Percebam, eu precisava daquele dinheiro, daquela pequena, exígua parcela daquela verba para continuar a realizar o bem para o povo. Foi uma necessidade que somente os grandes homens compreendem. Eu tenho que fazer favores para aqueles que me auxiliam nesta dificílima empreitada que é engrandecer a nação e tirar o povo da miséria. Ou será que não sabem que ninguém faz nada de graça? Aqueles homens e mulheres que me auxiliam, que possibilitam a minha atuação pelo povo, também necessitam da sua parte. Do seu pagamento. Claro que esse pagamento nem sempre se refere a uma soma em dinheiro. Às vezes é alguma outra necessidade dessas pobres pessoas, tão serviçais, que dão suor e sangue pelo nosso Brasil. Eu, como o homem justo que sou, devo atender justamente às reivindicações dessa gente que vende os seus prestimosos serviços, os serviços de suas empresas, de seus jornais, de seus blogs, que vendem as suas valiosas opiniões, enfim, que vendem a si próprias! Observem o gigantismo de tamanhos sacrifícios! E isso nem sempre sai barato, naturalmente.
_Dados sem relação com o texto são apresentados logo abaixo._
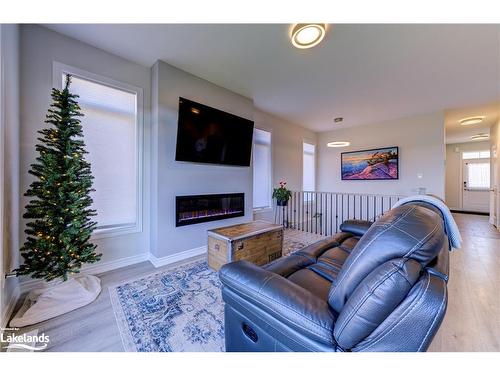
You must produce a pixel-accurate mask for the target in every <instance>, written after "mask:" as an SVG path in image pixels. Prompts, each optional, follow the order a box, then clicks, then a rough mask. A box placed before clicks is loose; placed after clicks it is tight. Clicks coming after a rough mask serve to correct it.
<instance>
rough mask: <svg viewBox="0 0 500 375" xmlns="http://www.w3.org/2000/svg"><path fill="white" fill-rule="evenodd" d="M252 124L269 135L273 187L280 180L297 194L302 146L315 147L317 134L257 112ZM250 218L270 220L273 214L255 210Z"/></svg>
mask: <svg viewBox="0 0 500 375" xmlns="http://www.w3.org/2000/svg"><path fill="white" fill-rule="evenodd" d="M254 121H255V127H256V128H259V129H263V130H267V131H270V132H271V149H272V150H271V151H272V183H273V187H275V186H277V184H278V182H279V181H281V180H284V181H286V182H287V187H288V188H289V189H290V190H293V191H301V190H302V143H303V142H307V143H311V144H314V145H316V144H317V134H316V133H314V132H313V131H311V130H307V129H305V128H303V127H301V126H300V125H297V124H292V123H290V122H288V121H285V120H283V119H280V118H278V117H276V116H273V115H271V114H269V113H266V112H262V111H259V110H255V112H254ZM316 168H317V165H316ZM316 176H317V173H316ZM269 194H271V192H269ZM254 218H255V219H256V220H268V221H269V220H270V221H273V220H274V212H273V210H272V209H270V210H269V209H264V210H258V211H255V213H254Z"/></svg>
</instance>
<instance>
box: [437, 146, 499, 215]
mask: <svg viewBox="0 0 500 375" xmlns="http://www.w3.org/2000/svg"><path fill="white" fill-rule="evenodd" d="M489 149H490V142H489V141H484V142H466V143H456V144H449V145H446V194H445V201H446V204H447V205H448V207H450V208H453V209H457V210H460V209H462V184H463V179H462V152H464V151H484V150H489Z"/></svg>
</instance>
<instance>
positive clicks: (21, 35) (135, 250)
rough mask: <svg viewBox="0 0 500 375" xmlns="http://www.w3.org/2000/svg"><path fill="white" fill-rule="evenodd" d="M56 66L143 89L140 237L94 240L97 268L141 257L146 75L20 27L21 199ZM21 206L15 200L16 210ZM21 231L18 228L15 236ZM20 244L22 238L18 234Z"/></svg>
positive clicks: (144, 183) (115, 60)
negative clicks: (110, 261) (141, 192)
mask: <svg viewBox="0 0 500 375" xmlns="http://www.w3.org/2000/svg"><path fill="white" fill-rule="evenodd" d="M54 61H57V62H60V63H63V64H67V65H70V66H73V67H76V68H79V69H83V70H86V71H88V72H91V73H94V74H99V75H102V76H105V77H108V78H112V79H114V80H117V81H120V82H124V83H127V84H131V85H134V86H138V87H141V88H143V89H144V104H145V106H144V107H145V108H144V113H145V119H144V124H145V129H144V130H145V131H144V143H145V144H144V147H143V153H144V155H143V156H144V157H143V160H144V181H143V182H144V185H143V209H144V210H145V212H144V220H143V230H142V232H140V233H133V234H127V235H121V236H116V237H108V238H102V239H99V240H96V241H95V242H96V243H97V245H98V251H100V252H102V253H103V258H102V261H101V262H109V261H115V260H117V259H122V258H127V257H130V256H136V255H138V254H141V253H142V254H145V253H147V252H148V250H149V211H148V208H149V194H148V193H149V166H150V159H149V156H150V154H149V142H150V140H149V139H150V128H149V126H148V125H149V123H150V121H149V116H150V92H151V86H150V83H151V71H150V69H148V68H146V67H143V66H140V65H138V64H135V63H132V62H130V61H128V60H125V59H122V58H120V57H118V56H116V55H113V54H110V53H108V52H105V51H103V50H100V49H98V48H95V47H92V46H90V45H88V44H85V43H82V42H79V41H77V40H75V39H72V38H69V37H66V36H63V35H61V34H58V33H56V32H53V31H50V30H48V29H46V28H43V27H40V26H34V25H23V26H21V151H20V152H21V161H20V162H21V169H20V170H21V186H20V193H21V194H23V193H24V191H26V189H27V187H28V186H29V184H30V183H31V181H32V177H31V176H30V175H29V174H28V169H29V165H30V163H32V162H33V161H34V159H35V157H36V152H35V145H36V143H37V141H36V137H37V130H40V129H42V128H43V127H44V126H45V124H44V122H43V121H44V119H45V114H46V113H47V109H48V107H49V105H50V103H51V98H50V92H51V88H52V82H53V77H52V65H53V62H54ZM26 203H27V200H26V198H24V197H22V198H21V209H22V210H23V207H24V206H25V204H26ZM23 229H24V222H23V223H22V225H21V230H23ZM20 235H21V239H22V241H24V235H23V233H21V234H20Z"/></svg>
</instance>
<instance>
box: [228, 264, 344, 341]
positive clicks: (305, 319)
mask: <svg viewBox="0 0 500 375" xmlns="http://www.w3.org/2000/svg"><path fill="white" fill-rule="evenodd" d="M219 277H220V280H221V282H222V284H223V286H224V287H225V288H228V289H229V290H231V291H232V292H233V293H235V294H237V295H238V296H240V297H241V298H243V299H245V300H246V301H247V302H249V303H251V304H252V305H254V306H256V307H257V308H259V309H261V310H263V311H265V312H266V313H267V314H269V315H271V316H273V317H274V318H275V319H277V320H279V321H281V322H283V323H284V324H286V325H287V326H289V327H291V328H292V329H294V330H295V331H297V332H299V333H300V334H302V335H304V336H307V337H308V338H311V339H313V340H316V341H319V342H322V343H326V344H330V345H333V344H334V339H333V327H334V322H335V317H334V315H333V313H332V311H331V310H330V307H329V305H328V303H327V302H326V301H323V300H321V299H320V298H318V297H316V296H315V295H313V294H312V293H311V292H309V291H308V290H306V289H304V288H302V287H300V286H298V285H297V284H294V283H292V282H291V281H289V280H287V279H286V278H284V277H282V276H280V275H278V274H276V273H274V272H270V271H267V270H265V269H263V268H261V267H258V266H256V265H254V264H252V263H250V262H247V261H244V260H242V261H237V262H233V263H229V264H226V265H224V266H223V267H222V268H221V269H220V271H219Z"/></svg>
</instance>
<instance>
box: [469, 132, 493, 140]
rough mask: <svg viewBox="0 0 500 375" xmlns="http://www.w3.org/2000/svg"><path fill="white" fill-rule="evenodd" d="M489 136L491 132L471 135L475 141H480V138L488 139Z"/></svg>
mask: <svg viewBox="0 0 500 375" xmlns="http://www.w3.org/2000/svg"><path fill="white" fill-rule="evenodd" d="M489 137H490V135H489V134H487V133H481V134H476V135H473V136H472V137H470V139H472V140H473V141H480V140H483V139H488V138H489Z"/></svg>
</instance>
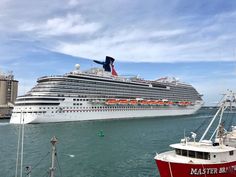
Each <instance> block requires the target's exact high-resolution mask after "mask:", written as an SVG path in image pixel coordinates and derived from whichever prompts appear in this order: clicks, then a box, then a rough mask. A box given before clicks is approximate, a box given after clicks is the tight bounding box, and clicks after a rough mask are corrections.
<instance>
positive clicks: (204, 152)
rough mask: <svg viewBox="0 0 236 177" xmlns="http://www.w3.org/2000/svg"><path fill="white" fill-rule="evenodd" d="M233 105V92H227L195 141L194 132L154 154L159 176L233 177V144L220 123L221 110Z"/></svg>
mask: <svg viewBox="0 0 236 177" xmlns="http://www.w3.org/2000/svg"><path fill="white" fill-rule="evenodd" d="M233 104H234V105H235V104H236V101H235V94H234V93H232V92H229V93H228V94H226V95H225V96H224V99H223V101H222V102H221V103H220V107H219V110H218V111H217V113H216V114H215V116H214V117H213V118H212V120H211V122H210V124H209V125H208V127H207V129H206V130H205V132H204V134H203V135H202V137H201V139H200V140H199V141H196V134H195V133H194V132H191V133H192V139H193V140H191V141H190V138H189V137H185V138H184V139H182V140H181V142H180V143H177V144H171V145H170V147H171V148H173V150H172V151H168V152H164V153H160V154H157V155H156V156H155V158H154V159H155V161H156V164H157V166H158V169H159V172H160V176H161V177H236V146H230V145H226V144H225V143H224V139H225V130H224V128H223V126H222V116H223V113H224V111H225V110H226V109H227V108H228V107H231V106H232V105H233ZM217 118H218V119H219V122H218V123H217V127H216V128H215V131H213V133H212V135H211V136H210V139H208V140H205V139H204V138H205V137H206V135H207V134H209V133H210V131H209V130H210V128H212V127H213V126H212V125H213V123H214V122H215V121H216V119H217ZM213 137H215V138H214V141H212V139H213Z"/></svg>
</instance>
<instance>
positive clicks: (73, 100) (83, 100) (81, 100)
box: [73, 98, 88, 101]
mask: <svg viewBox="0 0 236 177" xmlns="http://www.w3.org/2000/svg"><path fill="white" fill-rule="evenodd" d="M73 101H88V99H75V98H74V99H73Z"/></svg>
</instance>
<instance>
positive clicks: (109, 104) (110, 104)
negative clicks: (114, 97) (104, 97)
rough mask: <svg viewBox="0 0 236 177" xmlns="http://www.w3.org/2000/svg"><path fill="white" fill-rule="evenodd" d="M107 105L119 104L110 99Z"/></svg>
mask: <svg viewBox="0 0 236 177" xmlns="http://www.w3.org/2000/svg"><path fill="white" fill-rule="evenodd" d="M105 104H108V105H111V104H117V100H116V99H109V100H107V101H106V102H105Z"/></svg>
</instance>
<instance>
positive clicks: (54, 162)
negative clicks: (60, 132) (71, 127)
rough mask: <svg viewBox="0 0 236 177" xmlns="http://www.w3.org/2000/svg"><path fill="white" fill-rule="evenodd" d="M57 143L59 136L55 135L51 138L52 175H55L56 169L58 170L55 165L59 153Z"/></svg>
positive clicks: (51, 170) (50, 172)
mask: <svg viewBox="0 0 236 177" xmlns="http://www.w3.org/2000/svg"><path fill="white" fill-rule="evenodd" d="M56 143H57V138H56V137H55V136H53V137H52V139H51V144H52V160H51V161H52V163H51V167H50V169H49V170H50V177H54V174H55V170H56V167H55V157H56V155H57V152H56Z"/></svg>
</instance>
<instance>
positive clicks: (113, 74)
mask: <svg viewBox="0 0 236 177" xmlns="http://www.w3.org/2000/svg"><path fill="white" fill-rule="evenodd" d="M93 61H94V62H95V63H98V64H101V65H103V68H104V70H105V71H107V72H111V73H112V75H113V76H117V73H116V71H115V68H114V64H113V63H114V61H115V59H114V58H112V57H110V56H106V60H105V62H102V61H97V60H93Z"/></svg>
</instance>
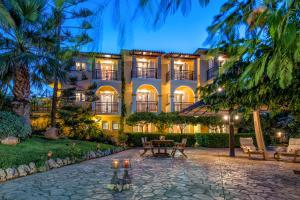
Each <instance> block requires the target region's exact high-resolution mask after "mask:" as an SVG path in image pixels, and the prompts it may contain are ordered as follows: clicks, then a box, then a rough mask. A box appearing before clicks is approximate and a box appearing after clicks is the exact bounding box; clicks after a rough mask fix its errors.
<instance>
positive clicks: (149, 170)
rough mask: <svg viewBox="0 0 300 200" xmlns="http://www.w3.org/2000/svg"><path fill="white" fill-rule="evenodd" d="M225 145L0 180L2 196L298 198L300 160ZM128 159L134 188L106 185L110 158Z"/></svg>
mask: <svg viewBox="0 0 300 200" xmlns="http://www.w3.org/2000/svg"><path fill="white" fill-rule="evenodd" d="M227 151H228V150H225V149H208V150H205V149H202V150H200V149H189V150H187V155H188V156H189V158H188V159H183V158H182V157H178V158H175V159H171V158H159V159H157V158H149V157H146V158H141V157H140V156H139V149H132V150H128V151H124V152H121V153H118V154H115V155H111V156H108V157H104V158H99V159H95V160H90V161H86V162H83V163H80V164H76V165H72V166H67V167H64V168H60V169H55V170H51V171H48V172H45V173H39V174H35V175H31V176H27V177H24V178H19V179H15V180H12V181H9V182H6V183H2V184H0V199H12V200H15V199H30V200H34V199H38V200H43V199H55V200H59V199H116V200H123V199H124V200H125V199H151V200H152V199H172V200H173V199H182V200H185V199H205V200H209V199H255V200H260V199H272V200H274V199H300V175H295V174H294V173H293V170H300V163H290V162H288V163H287V162H277V161H274V160H273V161H261V160H248V159H247V158H246V157H245V156H244V155H242V154H241V153H240V152H238V155H239V156H238V157H237V158H228V157H227ZM115 158H130V159H131V160H132V170H131V172H130V173H131V175H132V176H133V184H134V185H133V188H132V190H130V191H127V192H123V193H113V192H111V191H108V190H107V189H105V185H106V184H107V183H109V181H110V178H111V175H112V171H111V170H110V164H111V160H112V159H115Z"/></svg>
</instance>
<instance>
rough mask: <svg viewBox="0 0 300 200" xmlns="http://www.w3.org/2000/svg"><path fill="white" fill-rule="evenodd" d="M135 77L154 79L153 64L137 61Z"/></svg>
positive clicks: (154, 63) (154, 76)
mask: <svg viewBox="0 0 300 200" xmlns="http://www.w3.org/2000/svg"><path fill="white" fill-rule="evenodd" d="M137 76H138V77H139V78H155V77H156V66H155V63H154V62H152V61H138V62H137Z"/></svg>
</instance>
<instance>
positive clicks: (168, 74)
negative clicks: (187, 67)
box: [166, 70, 194, 82]
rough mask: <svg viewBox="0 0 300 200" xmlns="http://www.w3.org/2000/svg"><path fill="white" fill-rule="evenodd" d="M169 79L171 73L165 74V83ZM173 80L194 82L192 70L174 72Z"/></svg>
mask: <svg viewBox="0 0 300 200" xmlns="http://www.w3.org/2000/svg"><path fill="white" fill-rule="evenodd" d="M170 79H171V72H170V71H169V72H167V75H166V80H167V82H168V81H169V80H170ZM173 80H194V71H192V70H175V71H174V78H173Z"/></svg>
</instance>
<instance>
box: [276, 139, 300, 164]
mask: <svg viewBox="0 0 300 200" xmlns="http://www.w3.org/2000/svg"><path fill="white" fill-rule="evenodd" d="M280 156H287V157H293V158H294V159H293V162H296V159H297V157H300V138H290V140H289V146H288V147H287V148H284V149H282V148H281V149H280V150H278V151H276V152H275V153H274V158H275V159H276V160H279V159H280Z"/></svg>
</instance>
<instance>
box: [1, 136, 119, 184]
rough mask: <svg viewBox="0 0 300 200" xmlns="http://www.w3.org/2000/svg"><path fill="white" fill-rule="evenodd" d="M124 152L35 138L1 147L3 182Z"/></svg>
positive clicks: (1, 165) (94, 142)
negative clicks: (94, 158)
mask: <svg viewBox="0 0 300 200" xmlns="http://www.w3.org/2000/svg"><path fill="white" fill-rule="evenodd" d="M122 150H124V148H122V147H115V146H112V145H107V144H100V143H95V142H87V141H78V140H70V139H59V140H47V139H45V138H43V137H36V136H35V137H32V138H29V139H27V140H25V141H23V142H22V143H20V144H18V145H16V146H7V145H3V144H0V155H1V156H0V182H3V181H6V180H10V179H13V178H17V177H22V176H27V175H30V174H33V173H37V172H43V171H47V170H50V169H53V168H59V167H62V166H65V165H70V164H73V163H76V162H81V161H84V160H89V159H94V158H99V157H102V156H107V155H110V154H112V153H116V152H120V151H122Z"/></svg>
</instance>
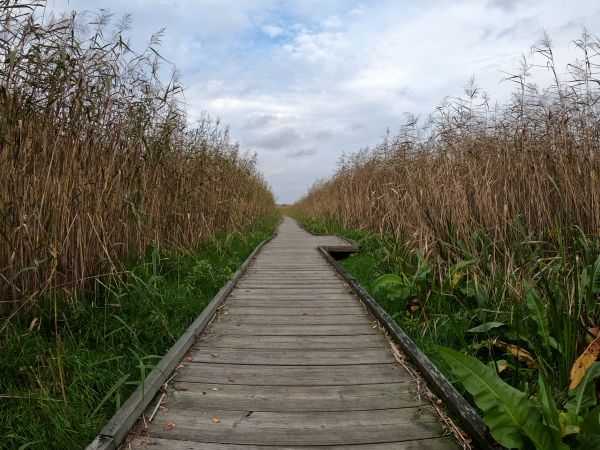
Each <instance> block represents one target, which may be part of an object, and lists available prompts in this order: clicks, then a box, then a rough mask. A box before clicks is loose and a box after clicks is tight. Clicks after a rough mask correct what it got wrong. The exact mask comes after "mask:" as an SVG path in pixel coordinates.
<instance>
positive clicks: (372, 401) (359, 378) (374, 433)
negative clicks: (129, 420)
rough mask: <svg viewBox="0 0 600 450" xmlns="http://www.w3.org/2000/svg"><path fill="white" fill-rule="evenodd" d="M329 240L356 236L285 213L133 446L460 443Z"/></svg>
mask: <svg viewBox="0 0 600 450" xmlns="http://www.w3.org/2000/svg"><path fill="white" fill-rule="evenodd" d="M319 246H340V247H344V246H348V243H347V241H345V240H343V239H341V238H337V237H319V236H313V235H311V234H309V233H307V232H306V231H304V230H302V229H301V228H300V227H298V225H296V223H295V222H294V221H293V220H291V219H289V218H285V219H284V221H283V223H282V224H281V225H280V227H279V229H278V234H277V236H276V237H275V238H274V239H273V240H272V241H271V242H269V243H268V244H267V245H266V246H265V247H264V248H263V249H262V250H261V251H260V252H259V253H258V255H257V257H256V259H255V260H254V262H253V263H252V265H251V266H250V267H249V268H248V270H247V271H246V273H245V275H244V277H243V278H242V279H240V280H239V281H238V283H237V285H236V287H235V289H234V290H233V291H232V293H231V295H230V296H229V297H228V299H227V301H226V302H225V304H224V305H223V306H222V307H221V309H220V311H219V313H218V315H217V318H216V319H215V320H214V321H213V323H212V324H211V326H210V327H209V328H208V329H207V330H206V332H205V333H203V334H202V335H201V336H200V337H199V338H198V339H197V340H196V342H195V344H194V345H193V347H192V349H191V350H190V352H189V353H188V355H187V356H186V358H184V360H183V361H182V364H181V365H180V366H179V367H178V369H177V371H176V373H175V374H174V376H173V377H172V379H171V380H170V382H169V384H168V389H167V392H166V393H165V394H164V395H159V396H157V401H158V402H160V407H158V406H159V405H156V402H153V403H152V404H151V405H150V407H149V408H148V410H147V413H146V415H145V417H144V420H143V421H142V422H141V423H142V424H143V425H145V428H146V429H145V432H144V433H143V434H142V435H137V436H135V438H134V439H133V440H132V441H131V442H130V443H129V444H130V445H131V447H132V448H150V449H156V450H167V449H168V450H183V449H187V450H199V449H207V450H217V449H218V450H221V449H234V450H236V449H239V450H253V449H263V448H264V449H266V448H289V449H291V448H302V449H306V448H327V449H338V448H339V449H341V448H365V449H451V448H452V449H455V448H457V446H456V444H455V443H454V441H453V439H452V438H449V437H444V432H443V429H442V427H441V425H440V423H439V419H438V417H437V415H436V414H435V413H434V412H433V411H432V410H430V408H429V407H428V406H427V405H426V404H421V403H420V402H419V400H418V398H417V397H416V396H415V395H414V392H415V385H414V382H413V380H412V379H411V377H410V376H409V374H408V373H407V372H406V371H405V369H404V368H403V367H402V366H401V365H400V364H398V363H397V361H396V360H395V358H394V356H393V353H392V351H391V348H390V345H389V343H388V341H387V340H386V338H385V337H384V336H383V335H382V334H381V332H380V331H379V329H378V327H377V326H374V321H373V318H372V316H370V315H369V314H368V313H367V312H366V310H365V308H364V307H363V306H362V304H361V303H360V301H359V300H358V298H357V297H356V296H355V295H354V294H352V293H351V290H350V289H349V287H348V286H347V285H346V284H345V283H344V282H343V281H342V280H341V279H340V278H339V277H338V275H337V274H336V272H335V271H334V270H333V269H332V268H331V266H330V265H329V264H328V263H327V261H326V260H325V259H324V258H323V256H322V255H321V254H320V253H319V251H318V247H319ZM151 416H152V420H151V421H148V420H147V418H149V417H151ZM144 421H145V423H144ZM146 425H147V427H146Z"/></svg>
Claro, às vezes, apenas pedem como pagamento um empreguinho aqui, uma informaçãozinha ali, uma participaçãozinha acolá, um patrociniozinho mixuruca, enfim, essas coisas simples, nada de mais. Porém como que vou possibilitar tais coisas a essas pessoas tão úteis, que são tantas, se eu não tiver dinheiro, poder econômico, influência política? E vou tirar dinheiro de onde? Ora, claro que das verbas públicas, exatamente pelo motivo de que eu as usarei para o bem da nação, e isso é algo inquestionável, indubitável, irrebatível, conforme atestam meus argumentos. Não é um desvio de dinheiro, é um emprego inteligente de uma verba que seria desperdiçada em alguma obra desnecessária. E que depois ainda acabaria abandonada. E esse dinheiro indevidamente definido como “desviado” nem ficou em minhas mãos. Foi para quem mais necessitava: aqueles que estão sempre do meu lado (e, por conseguinte, do lado do povo), auxiliando-me na minha divina missão.
Ah, irão dizer que isso a lei não permite? Ora, os grandes homens, os gênios devem estar acima da parca lei humana. Quantos feitos grandiosos nunca teriam sido realizados se não houvesse os corajosos que enfrentam todas as leis, nem sempre justas, os padrões estabelecidos, o senso comum, que vão contra todos os preconceitos e julgamentos ofensivos? Sei que este é o meu caso. Sim, podem me classificar como um ladrão, um salafrário, um cafajeste, seja o que for, eu aceito, em nome da nação pela qual sofro e me sacrifico. A minha consciência resplandece em absoluta tranquilidade. A tranquilidade do dever cumprido.